THE RESULT OF DISOBEDIENCE

My parents and their six children, including myself, lived in Flintville, Wisconsin, near the Suamico River and Pond, where a great number of logs had been floated in for lumber. On the opposite side from us were woods, where wintergreen berries were plentiful. One pleasant Sunday morning in October, 1857, one of our playmates came to ask mother if we, my older sister, a younger brother, and I, might go with her to pick some of these berries.

Mother said we might go if we would go down the river and cross the bridge. She knew that we had crossed the pond several times on the logs, but the water was unusually high for that time of the year, and there was danger in crossing that way. We promised to cross by the bridge, really intending when we left home to do so. Mother let my two younger sisters, one four and the other six years old, go with us.
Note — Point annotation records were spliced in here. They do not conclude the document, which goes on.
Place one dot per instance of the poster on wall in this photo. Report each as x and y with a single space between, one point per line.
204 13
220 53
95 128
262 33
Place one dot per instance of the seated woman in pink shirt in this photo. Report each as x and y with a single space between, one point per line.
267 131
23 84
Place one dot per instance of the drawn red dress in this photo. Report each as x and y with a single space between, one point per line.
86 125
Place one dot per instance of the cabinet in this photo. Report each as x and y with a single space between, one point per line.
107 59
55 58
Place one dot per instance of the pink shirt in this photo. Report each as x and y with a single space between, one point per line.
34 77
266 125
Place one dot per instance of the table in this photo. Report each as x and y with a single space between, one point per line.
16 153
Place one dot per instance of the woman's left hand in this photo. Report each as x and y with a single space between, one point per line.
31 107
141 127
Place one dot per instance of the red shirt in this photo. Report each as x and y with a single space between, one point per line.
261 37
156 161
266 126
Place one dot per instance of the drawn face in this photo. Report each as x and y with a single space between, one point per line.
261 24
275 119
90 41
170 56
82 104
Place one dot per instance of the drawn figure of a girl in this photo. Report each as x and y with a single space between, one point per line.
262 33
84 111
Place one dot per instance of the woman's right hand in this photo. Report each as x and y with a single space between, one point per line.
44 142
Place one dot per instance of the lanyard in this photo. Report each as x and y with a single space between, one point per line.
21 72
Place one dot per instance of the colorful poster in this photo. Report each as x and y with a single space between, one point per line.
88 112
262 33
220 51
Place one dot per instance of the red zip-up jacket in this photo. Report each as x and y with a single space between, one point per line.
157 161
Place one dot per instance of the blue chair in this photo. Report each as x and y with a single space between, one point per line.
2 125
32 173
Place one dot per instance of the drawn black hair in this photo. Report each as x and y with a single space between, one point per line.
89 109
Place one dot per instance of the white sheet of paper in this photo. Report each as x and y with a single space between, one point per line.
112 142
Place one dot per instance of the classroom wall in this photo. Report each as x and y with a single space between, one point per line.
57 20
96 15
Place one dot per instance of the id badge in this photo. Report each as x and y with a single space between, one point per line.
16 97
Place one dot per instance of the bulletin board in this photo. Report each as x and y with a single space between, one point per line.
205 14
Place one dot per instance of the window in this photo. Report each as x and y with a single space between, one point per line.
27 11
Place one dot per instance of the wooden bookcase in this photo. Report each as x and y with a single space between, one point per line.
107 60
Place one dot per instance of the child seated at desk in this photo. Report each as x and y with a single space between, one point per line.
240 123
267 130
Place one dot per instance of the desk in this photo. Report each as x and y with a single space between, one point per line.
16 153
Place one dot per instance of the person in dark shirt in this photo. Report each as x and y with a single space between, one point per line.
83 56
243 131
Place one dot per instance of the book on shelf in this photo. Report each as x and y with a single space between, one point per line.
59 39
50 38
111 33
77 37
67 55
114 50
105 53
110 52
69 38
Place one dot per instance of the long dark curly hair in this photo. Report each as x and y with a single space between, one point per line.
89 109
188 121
We left the house as happy as could be. My mother smiled as she stood in the door and watched us go. She had always trusted us, and we seldom disobeyed her. But this time we had our playmate with us, and the had been in the habit of having her own way. As she was a little older than we were, we thought that what she said or did was all right.
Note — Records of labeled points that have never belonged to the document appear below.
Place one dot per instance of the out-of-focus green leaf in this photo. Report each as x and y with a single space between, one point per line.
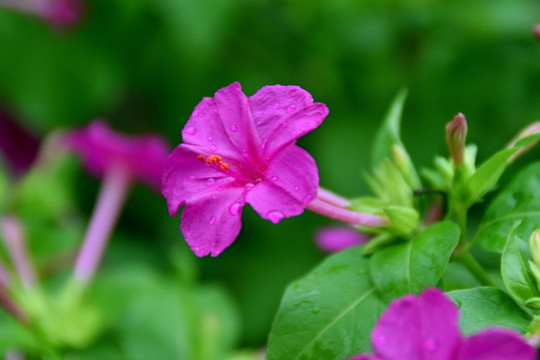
515 269
519 201
410 267
486 307
329 313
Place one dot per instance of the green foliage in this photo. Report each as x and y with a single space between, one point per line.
515 270
519 201
329 313
485 307
411 267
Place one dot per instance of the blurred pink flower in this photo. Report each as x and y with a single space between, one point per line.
337 238
425 327
240 150
101 149
59 13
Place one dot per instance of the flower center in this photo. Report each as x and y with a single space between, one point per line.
214 160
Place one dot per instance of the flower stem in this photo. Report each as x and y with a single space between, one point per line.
110 201
331 198
15 242
467 260
350 217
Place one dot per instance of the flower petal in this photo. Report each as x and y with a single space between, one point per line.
423 327
337 238
210 222
497 344
291 182
224 126
185 176
282 114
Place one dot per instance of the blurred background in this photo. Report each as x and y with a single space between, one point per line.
143 65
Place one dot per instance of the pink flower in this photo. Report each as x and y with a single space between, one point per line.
337 238
240 150
102 149
425 327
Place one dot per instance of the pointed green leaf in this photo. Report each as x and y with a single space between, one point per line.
518 201
329 313
486 307
389 132
410 267
515 270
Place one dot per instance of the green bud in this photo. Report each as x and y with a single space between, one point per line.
404 220
456 133
534 244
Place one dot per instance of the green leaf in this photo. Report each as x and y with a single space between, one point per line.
485 178
410 267
388 133
486 307
329 313
515 270
518 201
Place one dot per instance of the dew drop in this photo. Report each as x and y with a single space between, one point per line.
235 208
431 344
190 130
275 216
307 199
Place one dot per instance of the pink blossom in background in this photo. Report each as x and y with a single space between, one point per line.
337 238
240 150
101 149
59 13
426 327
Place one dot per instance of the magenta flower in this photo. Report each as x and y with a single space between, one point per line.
119 159
425 327
59 13
240 150
337 238
102 149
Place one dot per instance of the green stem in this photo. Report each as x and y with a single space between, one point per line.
474 268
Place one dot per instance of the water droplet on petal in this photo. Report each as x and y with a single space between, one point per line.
307 199
235 208
190 130
275 216
431 344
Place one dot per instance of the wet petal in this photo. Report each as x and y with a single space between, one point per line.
282 114
423 327
210 222
291 182
497 344
185 176
337 238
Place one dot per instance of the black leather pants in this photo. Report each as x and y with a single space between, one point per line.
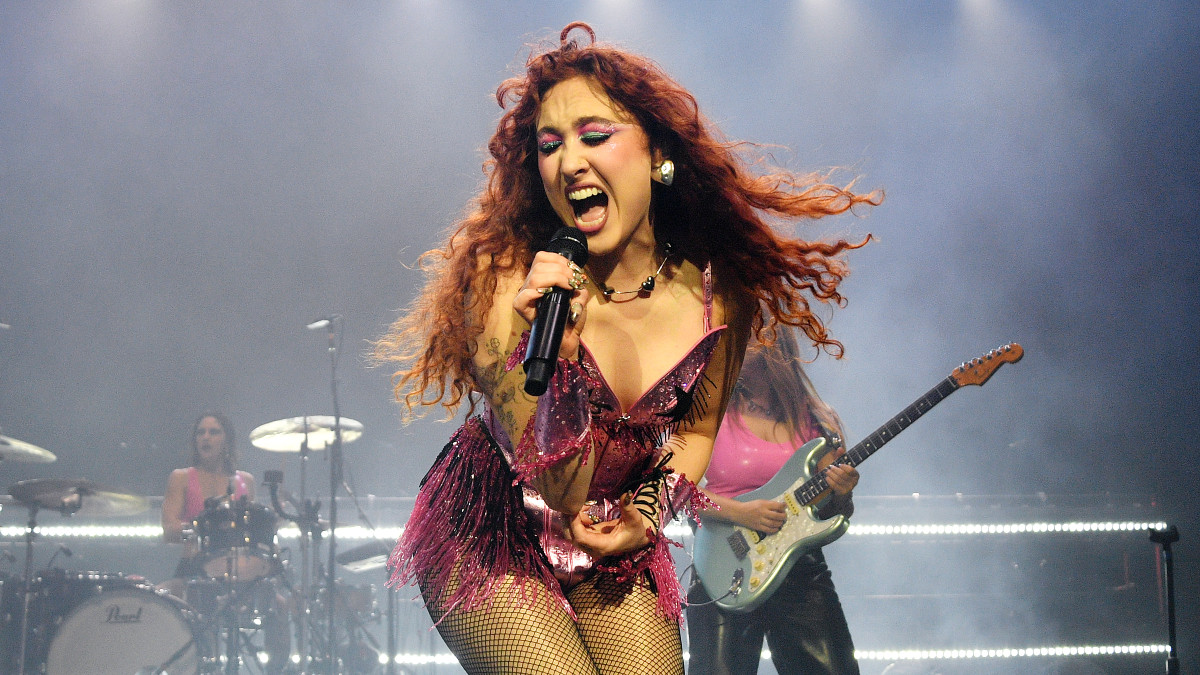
803 623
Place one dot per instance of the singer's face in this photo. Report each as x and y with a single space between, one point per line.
210 441
595 162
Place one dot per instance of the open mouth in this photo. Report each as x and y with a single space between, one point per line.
589 204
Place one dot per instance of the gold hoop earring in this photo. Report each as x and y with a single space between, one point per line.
664 173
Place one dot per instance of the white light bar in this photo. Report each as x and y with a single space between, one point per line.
87 531
888 655
677 530
1030 652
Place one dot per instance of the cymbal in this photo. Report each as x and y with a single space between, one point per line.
21 451
77 496
288 435
371 555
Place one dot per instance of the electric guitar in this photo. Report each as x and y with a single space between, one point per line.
742 567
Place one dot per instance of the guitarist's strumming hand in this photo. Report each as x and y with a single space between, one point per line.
841 477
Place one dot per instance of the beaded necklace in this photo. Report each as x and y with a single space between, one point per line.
647 286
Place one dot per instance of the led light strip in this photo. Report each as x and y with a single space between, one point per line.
1002 529
888 655
675 530
1030 652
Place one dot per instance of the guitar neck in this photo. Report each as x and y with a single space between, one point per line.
815 487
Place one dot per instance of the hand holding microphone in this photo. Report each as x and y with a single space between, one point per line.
557 284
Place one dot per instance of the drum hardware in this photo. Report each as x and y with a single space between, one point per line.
238 553
237 539
69 497
304 435
310 525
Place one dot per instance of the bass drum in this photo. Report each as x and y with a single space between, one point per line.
124 632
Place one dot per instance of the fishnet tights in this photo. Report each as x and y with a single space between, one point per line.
618 633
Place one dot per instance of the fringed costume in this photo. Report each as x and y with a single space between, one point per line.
480 535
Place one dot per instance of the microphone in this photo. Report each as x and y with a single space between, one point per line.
322 322
546 335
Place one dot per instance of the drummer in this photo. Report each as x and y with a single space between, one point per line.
211 475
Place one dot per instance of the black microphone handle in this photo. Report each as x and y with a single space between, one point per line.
543 352
549 324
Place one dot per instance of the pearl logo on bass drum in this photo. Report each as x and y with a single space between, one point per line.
115 615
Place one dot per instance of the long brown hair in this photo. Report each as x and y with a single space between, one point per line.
777 371
715 213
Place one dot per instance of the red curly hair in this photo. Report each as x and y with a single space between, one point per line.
715 213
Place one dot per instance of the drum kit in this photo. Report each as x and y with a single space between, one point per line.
55 621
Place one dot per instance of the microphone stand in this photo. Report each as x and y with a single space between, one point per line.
1164 538
335 479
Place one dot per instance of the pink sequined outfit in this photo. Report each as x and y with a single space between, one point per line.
475 508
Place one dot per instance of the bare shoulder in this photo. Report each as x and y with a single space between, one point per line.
501 318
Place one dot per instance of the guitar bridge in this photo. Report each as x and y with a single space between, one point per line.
738 544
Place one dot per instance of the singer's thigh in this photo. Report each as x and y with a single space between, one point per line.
623 629
510 635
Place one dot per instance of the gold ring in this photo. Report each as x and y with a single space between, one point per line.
577 280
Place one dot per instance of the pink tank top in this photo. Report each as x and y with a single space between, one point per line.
193 500
743 461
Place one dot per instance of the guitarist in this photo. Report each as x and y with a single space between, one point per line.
773 411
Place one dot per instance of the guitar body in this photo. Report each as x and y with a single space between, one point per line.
726 553
741 569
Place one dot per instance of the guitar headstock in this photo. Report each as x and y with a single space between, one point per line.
977 371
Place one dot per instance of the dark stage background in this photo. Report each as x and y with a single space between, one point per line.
183 186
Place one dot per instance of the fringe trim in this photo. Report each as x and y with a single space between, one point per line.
469 525
562 426
653 565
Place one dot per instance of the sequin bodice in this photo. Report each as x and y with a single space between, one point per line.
633 436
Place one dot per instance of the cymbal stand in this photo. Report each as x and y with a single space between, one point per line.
306 519
29 589
335 479
1164 538
69 506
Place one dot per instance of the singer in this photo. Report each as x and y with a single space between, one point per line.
537 537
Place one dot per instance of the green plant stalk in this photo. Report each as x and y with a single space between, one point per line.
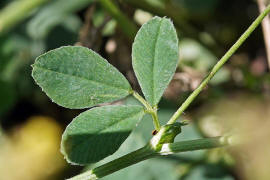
219 64
149 109
16 12
127 26
148 152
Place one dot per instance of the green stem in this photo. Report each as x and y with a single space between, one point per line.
219 64
127 26
16 12
147 152
149 109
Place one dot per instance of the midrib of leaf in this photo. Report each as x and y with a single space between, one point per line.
78 77
102 130
153 70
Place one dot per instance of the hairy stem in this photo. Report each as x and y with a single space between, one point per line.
147 152
149 109
266 30
219 64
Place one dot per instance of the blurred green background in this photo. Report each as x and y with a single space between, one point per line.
236 100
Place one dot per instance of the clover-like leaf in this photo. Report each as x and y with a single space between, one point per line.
99 132
155 57
77 77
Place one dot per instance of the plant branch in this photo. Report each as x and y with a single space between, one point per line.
16 12
219 64
266 30
147 152
149 109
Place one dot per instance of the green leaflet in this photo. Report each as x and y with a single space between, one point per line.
76 77
155 57
99 132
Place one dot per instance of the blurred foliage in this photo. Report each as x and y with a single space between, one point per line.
32 150
236 99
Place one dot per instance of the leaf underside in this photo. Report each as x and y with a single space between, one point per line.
155 57
99 132
77 77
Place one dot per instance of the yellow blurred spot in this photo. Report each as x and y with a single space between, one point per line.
32 151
We had gone but a short distance when this girl, whose name was Louise, suggested that we run across the logs, and get to the berries so much the sooner. We reminded her of what our mother had told us; but she said, "Your mother does not know how snug the logs are piled in, and that it would be such fun, and no danger, to cross on them."

We began to look at the matter in the same way, and after playing a few minutes, we started across. I took one of my little sisters, and Louise was going to take the younger one; but, as she was about to start, her brother, whom she had not seen for some time, drove up and took her home with him. My brother, thinking he could take our little sister across, started with her, but I called to him to go back and wait for me to do it; for I was then about half-way over. The stream was not wide, and he thought he could take her over as well as I.
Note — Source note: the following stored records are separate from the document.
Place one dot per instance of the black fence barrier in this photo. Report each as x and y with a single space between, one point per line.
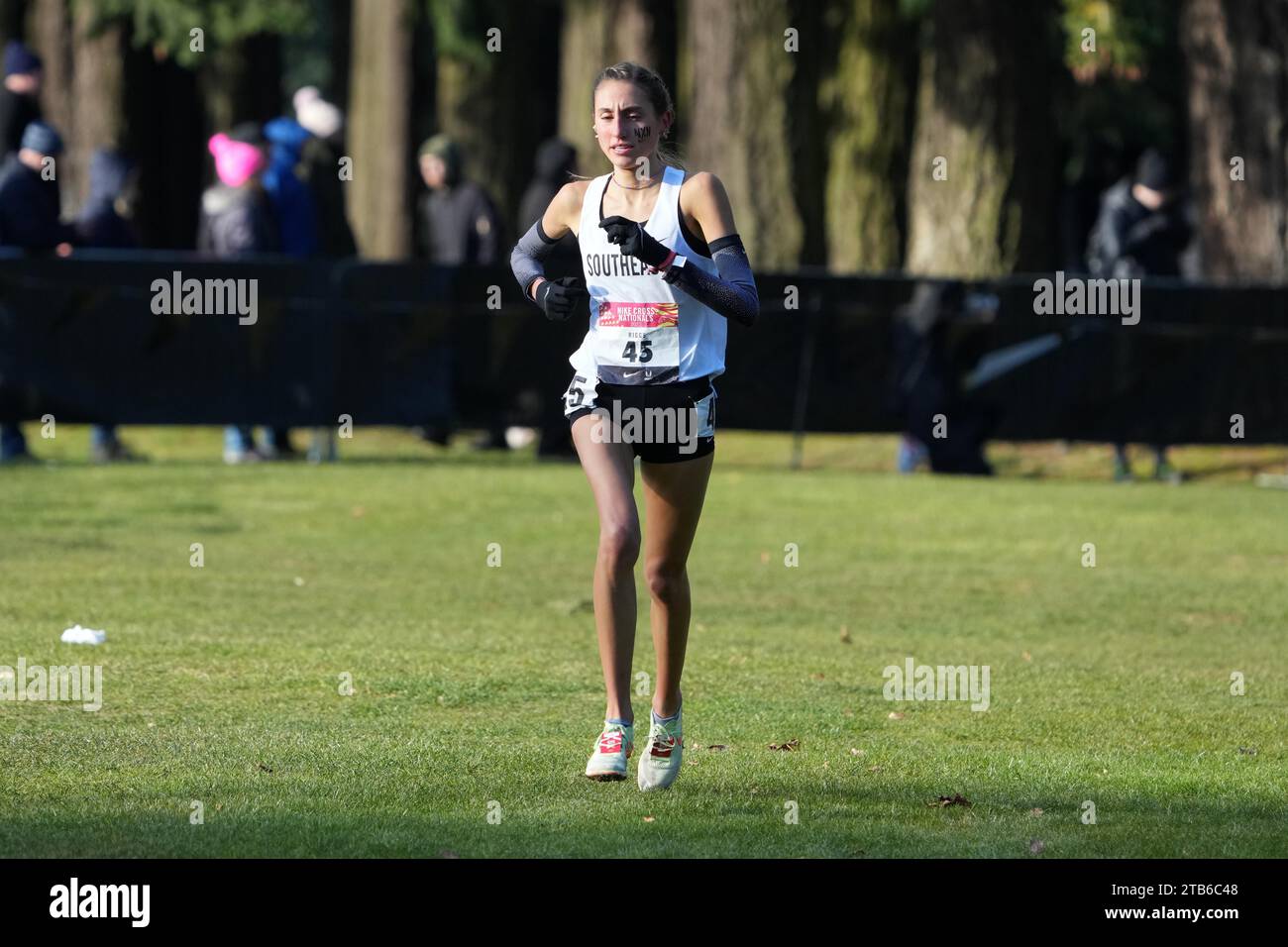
89 339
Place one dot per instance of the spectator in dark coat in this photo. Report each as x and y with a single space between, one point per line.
29 192
20 99
320 169
1142 230
237 221
104 222
459 223
459 227
29 219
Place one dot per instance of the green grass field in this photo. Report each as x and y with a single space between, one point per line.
477 690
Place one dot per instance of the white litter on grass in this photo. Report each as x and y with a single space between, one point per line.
82 635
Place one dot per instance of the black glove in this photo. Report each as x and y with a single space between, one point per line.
634 240
558 298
Just as I started back, O, what a sight met my eyes! I saw my little sister slip off the log into the water. I ran to catch her, but was not quick enough. As I reached for her, my brother and I both rolled from the log into the water with her. Then my sister, who had been standing on the bank to see if we got over safely, came to our rescue; but we were so frightened that we caught hold of her, and, instead of her pulling us out, we pulled her in with us.

By that time our screams had reached our mother's ears, and she came running to see what the trouble was. She saw only one of us, as the others were under water, or nearly so, and, supposing there was only one in the water, she came on the logs to help. By the time she got to us, the logs were under motion, so that she could not stand on them; and she, too, fell into the water.

The six-year-old sister, whom I had taken across, saw it all and made an attempt to come to us. Mother called to her to go back. She turned back, and reached the shore all right. Just as mother spoke, she felt something come against her feet. She raised her foot with the weight, and caught the dress of little Emeline, who was sinking for the last time. Mother managed to hold her till help came.